Published studies investigating the relationship between ADHD and PLMS in children
| Study | Sample size (n) | Age (years) | Study design | Medication | Measurement | Major findings |
|---|---|---|---|---|---|---|
| Chervin et al | 866 | 2–13 | Cross-sectional, community-based | NA | PSQ | Inattention and hyperactivity in general pediatric patients were associated with symptoms of PLMS. |
| Chervin and Archbold | 113 | 2–18 | Cross-sectional, clinic-based | Medicated | PSG | Rate of PLMS showed a linear association with hyperactivity among subjects with SDB, but no association among those subjects without SDB. |
| Picchietti et al | 14 ADHD | 5–12 | Cross-sectional, clinic-based | Unmedicated | PSG | Prevalence of PLMS was higher in the children with ADHD than in controls. |
| Silvestri et al | 55 ADHD | 6–11 | Cross-sectional, clinic-based | NA | Nocturnal video-PSG | Significant correlations emerged for International RLS Rating Scale scoring, PLMS indices, hyperactivity, opposition scores, and ADHD subtypes. |
| Kirk and Bohn | 591 | NA | Cross-sectional, clinic-based | NA | PSG | Prevalence of PLMS in 28 children with pre-existing diagnosis of ADHD in our population was higher (7.1%) than group prevalence (5.6%). |
| Huang et al | 88 ADHD | 6–12 | Cross-sectional, clinic-based | NA | PSG | Nine (10.2%) of the ADHD group had ≥5 PLMS per hour, but none in the control group. |
| Golan et al | 34 ADHD | 7–17 | Cross-sectional, clinic-based | Unmedicated | PSG | Five of the ADHD group had PLMS during sleep (15%) versus none in the control group. |
| Crabtree et al | 40 PLMD/ADHD | 5–7 | Cross-sectional, Community-based and clinic-based samples | Medicated | PSG | Children with PLMD and ADHD had a significantly greater number of arousals associated with PLMS than children with PLMD only. |
Abbreviations: ADHD, attention deficit/hyperactivity disorder; PSQ, Pediatric Sleep Questionnaire; CPRS, Conners’ Parent Rating Scale; PLMD, periodic limb movement disorder; RLS, restless legs syndrome; PLMS, periodic limb movements; SDB, sleep-disordered breathing; PSG, polysomnography.
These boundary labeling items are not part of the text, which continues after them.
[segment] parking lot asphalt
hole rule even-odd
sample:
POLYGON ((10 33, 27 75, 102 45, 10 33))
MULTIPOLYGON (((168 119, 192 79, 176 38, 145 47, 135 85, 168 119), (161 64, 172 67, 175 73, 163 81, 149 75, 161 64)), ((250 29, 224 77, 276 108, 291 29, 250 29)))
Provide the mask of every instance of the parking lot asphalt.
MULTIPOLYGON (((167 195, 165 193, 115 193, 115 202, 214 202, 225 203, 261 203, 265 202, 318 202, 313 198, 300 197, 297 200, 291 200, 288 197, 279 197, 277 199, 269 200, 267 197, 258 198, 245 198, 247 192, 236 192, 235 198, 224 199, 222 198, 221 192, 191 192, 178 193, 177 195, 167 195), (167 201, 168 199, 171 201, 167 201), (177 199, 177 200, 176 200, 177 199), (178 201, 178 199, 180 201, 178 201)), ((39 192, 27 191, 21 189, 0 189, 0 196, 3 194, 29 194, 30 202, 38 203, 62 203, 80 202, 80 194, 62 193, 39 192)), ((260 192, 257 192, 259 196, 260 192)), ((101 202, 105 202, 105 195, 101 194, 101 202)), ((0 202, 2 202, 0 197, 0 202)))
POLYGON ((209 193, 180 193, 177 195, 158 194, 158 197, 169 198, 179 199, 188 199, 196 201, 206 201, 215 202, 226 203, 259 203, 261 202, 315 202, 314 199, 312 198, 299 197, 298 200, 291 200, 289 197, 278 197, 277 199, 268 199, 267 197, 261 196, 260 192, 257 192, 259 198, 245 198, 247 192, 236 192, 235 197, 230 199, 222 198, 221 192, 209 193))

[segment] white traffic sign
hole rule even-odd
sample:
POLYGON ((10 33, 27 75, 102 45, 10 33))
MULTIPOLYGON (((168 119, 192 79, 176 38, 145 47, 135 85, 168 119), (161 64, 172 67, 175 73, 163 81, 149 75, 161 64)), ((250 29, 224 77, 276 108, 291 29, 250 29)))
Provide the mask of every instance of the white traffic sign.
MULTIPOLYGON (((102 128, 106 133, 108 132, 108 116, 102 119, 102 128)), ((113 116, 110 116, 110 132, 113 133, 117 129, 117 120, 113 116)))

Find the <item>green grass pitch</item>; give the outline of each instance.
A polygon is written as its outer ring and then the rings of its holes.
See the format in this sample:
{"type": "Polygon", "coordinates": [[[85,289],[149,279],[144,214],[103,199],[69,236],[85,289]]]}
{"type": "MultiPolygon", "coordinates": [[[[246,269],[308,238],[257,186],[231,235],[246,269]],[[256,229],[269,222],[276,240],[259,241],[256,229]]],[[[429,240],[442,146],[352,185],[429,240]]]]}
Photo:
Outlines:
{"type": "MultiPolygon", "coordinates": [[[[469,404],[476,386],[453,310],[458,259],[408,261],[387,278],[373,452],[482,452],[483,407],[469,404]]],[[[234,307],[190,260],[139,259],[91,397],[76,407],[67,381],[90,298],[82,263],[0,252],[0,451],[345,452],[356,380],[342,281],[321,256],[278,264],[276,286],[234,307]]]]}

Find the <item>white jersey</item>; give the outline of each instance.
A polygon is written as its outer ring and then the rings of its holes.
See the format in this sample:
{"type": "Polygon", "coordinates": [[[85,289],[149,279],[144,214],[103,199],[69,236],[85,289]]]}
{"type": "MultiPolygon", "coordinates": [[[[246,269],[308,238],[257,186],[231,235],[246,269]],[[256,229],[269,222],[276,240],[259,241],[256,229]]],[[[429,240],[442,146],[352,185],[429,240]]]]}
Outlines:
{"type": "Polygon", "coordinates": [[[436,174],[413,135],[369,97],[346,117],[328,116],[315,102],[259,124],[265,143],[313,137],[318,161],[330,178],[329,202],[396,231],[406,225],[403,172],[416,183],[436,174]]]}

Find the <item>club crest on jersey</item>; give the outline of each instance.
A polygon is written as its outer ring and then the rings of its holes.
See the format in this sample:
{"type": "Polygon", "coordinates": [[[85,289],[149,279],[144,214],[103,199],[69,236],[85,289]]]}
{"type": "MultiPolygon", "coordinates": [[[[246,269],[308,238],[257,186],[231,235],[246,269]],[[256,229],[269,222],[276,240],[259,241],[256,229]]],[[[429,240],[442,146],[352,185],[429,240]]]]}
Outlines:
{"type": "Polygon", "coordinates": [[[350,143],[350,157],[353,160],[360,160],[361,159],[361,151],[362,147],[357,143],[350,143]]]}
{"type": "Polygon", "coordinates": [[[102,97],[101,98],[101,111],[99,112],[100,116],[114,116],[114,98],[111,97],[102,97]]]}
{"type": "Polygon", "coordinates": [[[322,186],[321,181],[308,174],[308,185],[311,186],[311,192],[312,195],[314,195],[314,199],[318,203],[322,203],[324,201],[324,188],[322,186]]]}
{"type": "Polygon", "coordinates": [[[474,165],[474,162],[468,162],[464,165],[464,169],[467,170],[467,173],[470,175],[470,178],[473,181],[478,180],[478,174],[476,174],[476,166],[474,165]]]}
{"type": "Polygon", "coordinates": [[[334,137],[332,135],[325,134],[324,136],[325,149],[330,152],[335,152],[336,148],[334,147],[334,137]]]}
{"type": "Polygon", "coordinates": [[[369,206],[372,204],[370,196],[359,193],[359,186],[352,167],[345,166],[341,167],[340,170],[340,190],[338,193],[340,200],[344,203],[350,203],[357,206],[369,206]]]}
Published studies investigating the relationship between ADHD and SDB in children
| Study | Sample size | Age | Study design | Medication | Measurement | Major findings |
|---|---|---|---|---|---|---|
| Chervin et al | 229 | 2–13 | Longitudinal study, clinic-based | Medicated | PSQ | Snoring and other symptoms of SDB are strong risk factors for future emergence or exacerbation of hyperactive behavior. |
| Gottlieb et al | 3019 | 5 | Cross-sectional, community-based | NA | CPRS | Children with SDB symptoms were more likely to have hyperactivity, inattention, and aggressiveness. |
| O’Brien et al | 44 significant ADHD symptoms | 5–7 | Cross-sectional, community-based | NA | PSG | SDB was highly prevalent in children with mild ADHD symptoms but not in those with significant ADHD symptoms. |
| Chervin et al | 866 | 2–13 | Cross-sectional, community-based | NA | PSQ | Inattention and hyperactivity were associated with snoring and other symptoms of SDB. |
| Chervin and Archbold | 113 | 2–18 | Cross-sectional, clinic-based | Medicated | PSG | Hyperactivity showed no significant associations with the rate of apneas and hypopneas. |
| Huang et al | 66 ADHD | 6–12 | Cross sectional, clinic based | Medicated | PSG | Inattention and hyperactivity reduced after treating OSA by adenotonsillectomy or treating ADHD with stimulant |
| Huang et al | 88 ADHD | 6–12 | Cross-sectional, clinic based | NA | PSG | ADHD had a higher AHI (56.8% AHI > 1, 19.3% AHI > 5) than healthy controls |
| O’Brien et al | 47 ADHD clinic | 5–7 | Cross-sectional, clinic-based and community-based | Medicated | PSG | AHI and apnea index did not differ in the 3 groups |
Abbreviations: ADHD, attention deficit/hyperactivity disorder; AHI, apnea-hypopnea index; PSQ, Pediatric Sleep Questionnaire; CPRS, Conners’ Parent Rating Scale; OSA, obstructive sleep apnea; PSG, polysomnography; SDB, sleep disordered breathing.